マイナス百五十年からの出発

 武術として伝承された沖縄空手の再興を果すためには、国際沖縄空手道・無想会の国内の各弟子たちが、個々に自らの道を切り開き、いわゆる開眼させる必要があります。

 当然ですが・・・。自分が「出来ない」・・・。自分が、「分かってない」ならば・・・。他人を「説得する」・・・。弊会の空手を「普及する」など・・・は、ゼッタイに不可能です。

 でも今回、関東の弟子の一人から「会員の方々は、個人差はあれ、身体操作が身 に付き、体現できてきているのがわかりますので・・・」、

 「他の人に無想会 を薦める際には、私自身も含め、確信と説得力を持って行うことが できると存じます。」っとの内容の、嬉しいメールを頂きました(事後承諾のカタチで、掲載です。承諾してね!)。

 わたくしは、自らの修行で「ナイファンチを解いた!」。「ナイファンチの形が自分のものになった!」っと開眼したあとで・・・。

 精力を傾けたのは、この武術として伝承された沖縄空手と、その形を、指導する際のシステム(体系)作りです。

 なぜなら従来の空手の練習方法は個人、道場などの組織においても、すべて西洋心身思想・操作を基本において、構築されています。

 良く、わたくしが例に使う「植林」から考えてみると・・・。「木に竹を刺して」も何も生まれません。

 近代の西洋心身思想・操作、すなわち体育・体操、スポーツのそれと、古来からの東洋心身思想・操作とは、それこそ木と竹ほどの違いがあります。

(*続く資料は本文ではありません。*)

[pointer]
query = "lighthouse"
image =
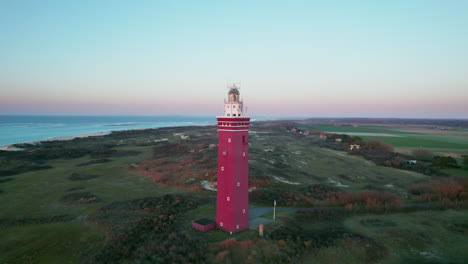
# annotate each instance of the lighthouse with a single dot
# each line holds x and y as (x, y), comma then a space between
(232, 202)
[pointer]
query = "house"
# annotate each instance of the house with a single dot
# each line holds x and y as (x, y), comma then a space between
(355, 146)
(203, 224)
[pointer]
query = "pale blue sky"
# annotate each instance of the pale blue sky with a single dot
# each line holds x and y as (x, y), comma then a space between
(307, 58)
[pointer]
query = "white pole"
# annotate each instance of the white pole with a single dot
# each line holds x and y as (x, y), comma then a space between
(274, 210)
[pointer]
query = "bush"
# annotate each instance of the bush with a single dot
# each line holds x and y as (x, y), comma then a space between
(444, 162)
(422, 154)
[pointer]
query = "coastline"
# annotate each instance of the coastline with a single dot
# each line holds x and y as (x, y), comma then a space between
(10, 147)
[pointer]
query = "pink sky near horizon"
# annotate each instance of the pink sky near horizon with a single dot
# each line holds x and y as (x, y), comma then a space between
(296, 58)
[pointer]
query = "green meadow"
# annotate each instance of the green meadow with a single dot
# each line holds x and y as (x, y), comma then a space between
(42, 222)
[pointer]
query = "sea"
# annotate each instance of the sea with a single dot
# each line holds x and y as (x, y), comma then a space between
(27, 128)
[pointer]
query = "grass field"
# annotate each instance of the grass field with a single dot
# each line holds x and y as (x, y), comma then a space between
(406, 136)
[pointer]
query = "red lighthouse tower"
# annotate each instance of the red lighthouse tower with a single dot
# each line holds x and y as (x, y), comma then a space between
(232, 205)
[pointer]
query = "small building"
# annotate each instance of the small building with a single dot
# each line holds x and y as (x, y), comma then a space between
(203, 224)
(355, 146)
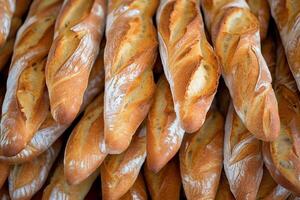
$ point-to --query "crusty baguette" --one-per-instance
(166, 183)
(83, 154)
(61, 190)
(26, 105)
(78, 32)
(243, 162)
(50, 130)
(235, 35)
(119, 172)
(164, 133)
(201, 156)
(26, 179)
(137, 191)
(189, 61)
(129, 56)
(7, 9)
(286, 14)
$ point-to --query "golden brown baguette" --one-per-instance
(7, 9)
(82, 154)
(286, 14)
(189, 61)
(119, 172)
(78, 32)
(129, 56)
(270, 190)
(201, 156)
(164, 133)
(243, 162)
(235, 35)
(25, 105)
(166, 183)
(137, 191)
(26, 179)
(60, 189)
(50, 130)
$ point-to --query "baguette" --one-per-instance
(7, 9)
(26, 104)
(235, 35)
(201, 158)
(165, 184)
(78, 32)
(189, 61)
(129, 56)
(286, 14)
(243, 162)
(26, 179)
(164, 133)
(119, 172)
(83, 155)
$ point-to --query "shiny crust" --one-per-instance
(50, 130)
(235, 34)
(26, 90)
(166, 183)
(130, 54)
(243, 162)
(164, 133)
(201, 156)
(26, 179)
(119, 172)
(189, 61)
(60, 189)
(83, 155)
(7, 9)
(286, 14)
(78, 32)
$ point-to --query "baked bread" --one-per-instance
(189, 62)
(164, 133)
(27, 179)
(7, 9)
(235, 35)
(119, 172)
(201, 156)
(82, 154)
(286, 14)
(166, 183)
(26, 105)
(129, 56)
(243, 162)
(78, 32)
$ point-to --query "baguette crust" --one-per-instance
(201, 158)
(119, 172)
(78, 32)
(26, 90)
(83, 155)
(189, 62)
(26, 179)
(130, 54)
(235, 34)
(164, 133)
(243, 162)
(166, 183)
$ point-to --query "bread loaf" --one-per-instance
(164, 133)
(201, 156)
(119, 172)
(189, 61)
(25, 105)
(129, 56)
(78, 32)
(235, 35)
(243, 162)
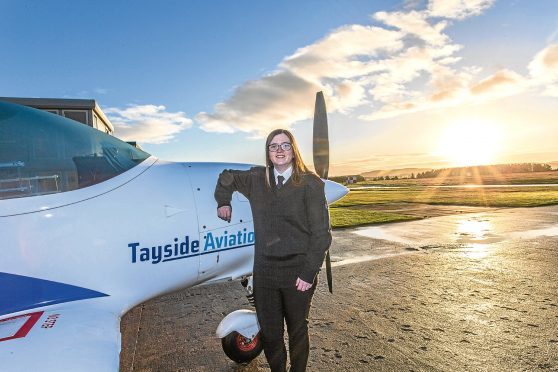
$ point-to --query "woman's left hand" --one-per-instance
(302, 286)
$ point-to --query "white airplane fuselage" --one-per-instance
(148, 231)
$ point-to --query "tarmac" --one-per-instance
(473, 290)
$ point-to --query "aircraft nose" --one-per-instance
(334, 191)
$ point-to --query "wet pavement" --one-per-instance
(462, 292)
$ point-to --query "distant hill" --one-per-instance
(401, 173)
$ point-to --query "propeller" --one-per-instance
(321, 158)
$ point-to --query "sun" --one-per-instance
(470, 142)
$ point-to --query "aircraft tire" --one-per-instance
(240, 349)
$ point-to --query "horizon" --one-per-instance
(408, 84)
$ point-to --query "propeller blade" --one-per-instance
(321, 159)
(321, 138)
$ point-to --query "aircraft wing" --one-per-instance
(79, 336)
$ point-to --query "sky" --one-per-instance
(408, 84)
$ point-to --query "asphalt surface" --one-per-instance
(455, 292)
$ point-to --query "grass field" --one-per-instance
(344, 214)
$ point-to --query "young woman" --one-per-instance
(291, 224)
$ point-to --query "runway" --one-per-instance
(461, 292)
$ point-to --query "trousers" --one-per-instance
(274, 307)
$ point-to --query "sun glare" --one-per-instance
(472, 142)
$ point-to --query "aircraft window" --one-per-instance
(42, 153)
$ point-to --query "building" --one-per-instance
(85, 111)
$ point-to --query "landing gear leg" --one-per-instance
(239, 331)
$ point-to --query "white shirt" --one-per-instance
(286, 174)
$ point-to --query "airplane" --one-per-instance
(92, 226)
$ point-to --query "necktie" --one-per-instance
(280, 180)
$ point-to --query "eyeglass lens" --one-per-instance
(285, 146)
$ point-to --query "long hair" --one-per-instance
(299, 168)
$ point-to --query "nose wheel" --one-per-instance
(241, 349)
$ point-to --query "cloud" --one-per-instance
(502, 83)
(147, 123)
(543, 69)
(404, 63)
(458, 9)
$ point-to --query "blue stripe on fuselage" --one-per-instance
(18, 292)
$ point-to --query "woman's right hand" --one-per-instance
(225, 213)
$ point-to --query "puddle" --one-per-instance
(471, 230)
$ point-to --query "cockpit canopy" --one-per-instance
(43, 153)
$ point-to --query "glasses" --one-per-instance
(285, 146)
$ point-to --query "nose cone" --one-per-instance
(334, 191)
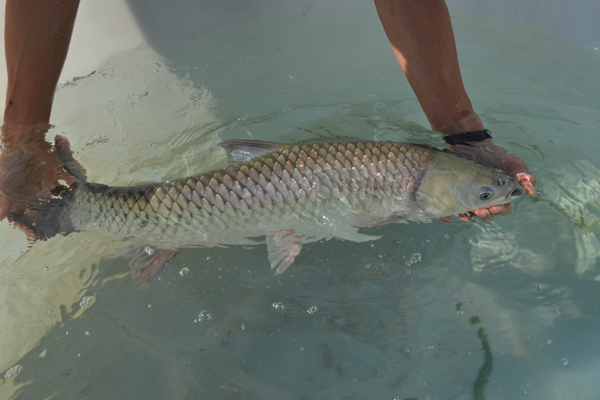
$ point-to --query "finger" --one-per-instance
(465, 217)
(484, 214)
(500, 210)
(527, 181)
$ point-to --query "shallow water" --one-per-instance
(390, 319)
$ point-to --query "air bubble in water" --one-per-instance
(13, 372)
(312, 309)
(204, 315)
(87, 301)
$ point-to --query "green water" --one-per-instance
(390, 319)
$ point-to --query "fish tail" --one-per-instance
(46, 217)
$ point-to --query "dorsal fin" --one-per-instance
(239, 150)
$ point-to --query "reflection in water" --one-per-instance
(388, 323)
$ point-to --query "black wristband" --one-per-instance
(468, 137)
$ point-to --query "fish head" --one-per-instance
(454, 185)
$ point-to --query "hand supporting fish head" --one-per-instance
(454, 185)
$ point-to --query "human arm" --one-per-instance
(421, 35)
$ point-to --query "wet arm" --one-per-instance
(37, 37)
(420, 32)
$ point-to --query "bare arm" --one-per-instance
(37, 37)
(420, 32)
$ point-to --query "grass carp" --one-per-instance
(292, 194)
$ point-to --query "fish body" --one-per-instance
(292, 194)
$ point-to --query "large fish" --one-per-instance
(292, 194)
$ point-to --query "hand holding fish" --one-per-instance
(30, 172)
(498, 157)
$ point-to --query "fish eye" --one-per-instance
(485, 193)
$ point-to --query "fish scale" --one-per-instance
(292, 179)
(292, 194)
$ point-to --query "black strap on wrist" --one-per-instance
(468, 137)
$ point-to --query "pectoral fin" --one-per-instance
(146, 262)
(245, 150)
(361, 220)
(282, 247)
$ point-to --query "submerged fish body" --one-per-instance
(292, 194)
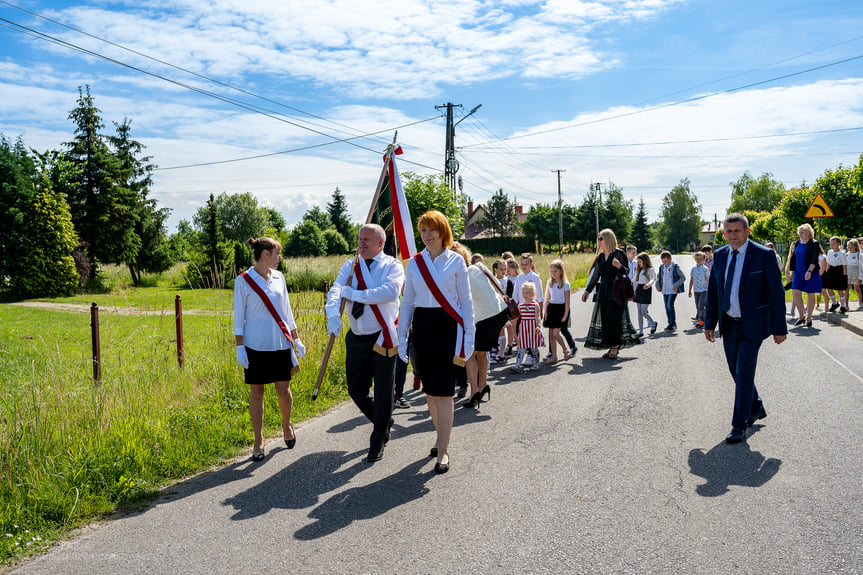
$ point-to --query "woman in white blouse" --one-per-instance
(437, 339)
(262, 347)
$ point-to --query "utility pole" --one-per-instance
(597, 187)
(559, 214)
(450, 163)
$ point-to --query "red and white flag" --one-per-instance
(391, 207)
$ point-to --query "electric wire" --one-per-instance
(677, 103)
(256, 109)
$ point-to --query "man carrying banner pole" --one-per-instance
(388, 212)
(371, 343)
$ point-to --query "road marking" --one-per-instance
(842, 365)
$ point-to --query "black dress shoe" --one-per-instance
(375, 454)
(760, 414)
(290, 443)
(737, 435)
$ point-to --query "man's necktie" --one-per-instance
(729, 283)
(358, 308)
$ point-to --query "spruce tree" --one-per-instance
(640, 236)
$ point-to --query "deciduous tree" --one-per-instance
(681, 218)
(500, 217)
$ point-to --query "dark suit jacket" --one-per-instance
(761, 294)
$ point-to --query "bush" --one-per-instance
(498, 245)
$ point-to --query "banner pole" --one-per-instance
(378, 191)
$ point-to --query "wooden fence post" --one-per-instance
(178, 314)
(94, 333)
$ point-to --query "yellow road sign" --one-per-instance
(819, 208)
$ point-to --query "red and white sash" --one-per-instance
(433, 281)
(384, 345)
(276, 316)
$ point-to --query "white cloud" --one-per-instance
(391, 48)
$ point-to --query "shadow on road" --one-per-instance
(726, 465)
(297, 486)
(599, 364)
(367, 501)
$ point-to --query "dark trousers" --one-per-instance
(742, 357)
(364, 364)
(564, 331)
(669, 307)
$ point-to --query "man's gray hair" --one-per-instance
(379, 231)
(737, 217)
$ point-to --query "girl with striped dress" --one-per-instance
(529, 333)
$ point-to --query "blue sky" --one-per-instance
(641, 93)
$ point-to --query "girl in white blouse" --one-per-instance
(262, 348)
(437, 339)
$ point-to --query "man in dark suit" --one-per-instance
(745, 295)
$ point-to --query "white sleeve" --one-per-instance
(334, 296)
(388, 290)
(408, 302)
(239, 306)
(465, 302)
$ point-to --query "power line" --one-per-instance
(256, 109)
(180, 68)
(701, 141)
(301, 149)
(671, 104)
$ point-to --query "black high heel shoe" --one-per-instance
(473, 401)
(290, 443)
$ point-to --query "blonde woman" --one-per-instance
(610, 326)
(804, 267)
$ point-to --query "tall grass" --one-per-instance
(72, 450)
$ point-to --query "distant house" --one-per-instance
(472, 227)
(708, 232)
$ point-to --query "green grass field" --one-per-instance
(72, 450)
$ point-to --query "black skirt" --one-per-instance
(433, 337)
(835, 279)
(643, 295)
(268, 366)
(488, 331)
(555, 316)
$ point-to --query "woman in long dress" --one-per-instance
(610, 326)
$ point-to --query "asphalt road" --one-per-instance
(591, 466)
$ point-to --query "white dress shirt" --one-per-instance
(384, 283)
(252, 319)
(736, 274)
(556, 293)
(452, 271)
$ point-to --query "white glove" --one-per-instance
(403, 350)
(299, 348)
(334, 325)
(468, 345)
(242, 356)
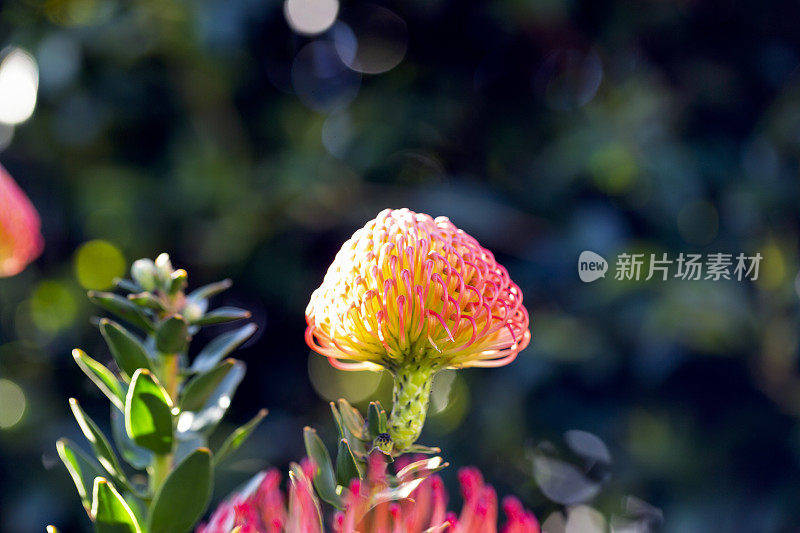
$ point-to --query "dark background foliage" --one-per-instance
(211, 130)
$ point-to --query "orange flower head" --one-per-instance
(20, 238)
(408, 289)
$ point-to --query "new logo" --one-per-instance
(591, 266)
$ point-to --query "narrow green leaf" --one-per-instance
(337, 417)
(421, 469)
(207, 291)
(220, 347)
(419, 448)
(183, 498)
(110, 511)
(81, 468)
(376, 419)
(102, 449)
(352, 419)
(122, 307)
(128, 351)
(222, 315)
(346, 466)
(200, 389)
(238, 437)
(172, 335)
(297, 506)
(147, 299)
(206, 418)
(324, 479)
(178, 281)
(148, 416)
(135, 455)
(128, 285)
(101, 376)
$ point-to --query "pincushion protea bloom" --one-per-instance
(261, 507)
(20, 239)
(413, 294)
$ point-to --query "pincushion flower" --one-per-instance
(20, 239)
(261, 507)
(413, 294)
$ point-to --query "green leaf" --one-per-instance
(128, 285)
(102, 449)
(324, 479)
(148, 416)
(352, 419)
(376, 419)
(123, 308)
(207, 291)
(178, 281)
(237, 438)
(147, 299)
(419, 448)
(346, 466)
(81, 468)
(199, 390)
(111, 513)
(172, 335)
(128, 351)
(206, 418)
(421, 469)
(221, 315)
(134, 454)
(183, 498)
(220, 347)
(101, 376)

 まぁ~、どれが木か? 竹なのか?は、不明ですがね!

 そのために、既存の空手道場などでの練習体系を完全に捨て去り、文字通り一(いち)から、あるいはゼロから・・・、自分で練習体系・システムを構築しました。

 このゼロからの構築における段階で、弊会の世界総本部道場の弟子たちに、その要旨を説明した時に・・・。

 一人の黒帯の弟子が・・・、「シハン(=これワタクシのことです)、これは

       ゼロからでは無く、

 マイナス百五十年からの出発です!

 ね!? 」っと呟きました。

 その当時は、構築の段階は、わたくし自身が試行錯誤の繰り返しであり・・・。指導に関しては、文字通り朝令暮改の有様でした。

 その為もあって、弟子たちの技量も拙い(っというか、ゼロに近い)状態でした。

 しかし、「嗚呼~、分かってはくれているな!」っとの感激は、ありましたね。

 武術として伝承された沖縄空手の再興を目指すならば、その根本である、東洋の心身思想・操作を、己のものとしなければなりません。

 それには、百五十年以前に喪失された沖縄、日本、東洋の心身思想・操作を(再)構築し、かつ道場における最初の一歩、あるいは一手一足をすべて、その心身思想・操作に沿ったもので無くてはならない! っということです。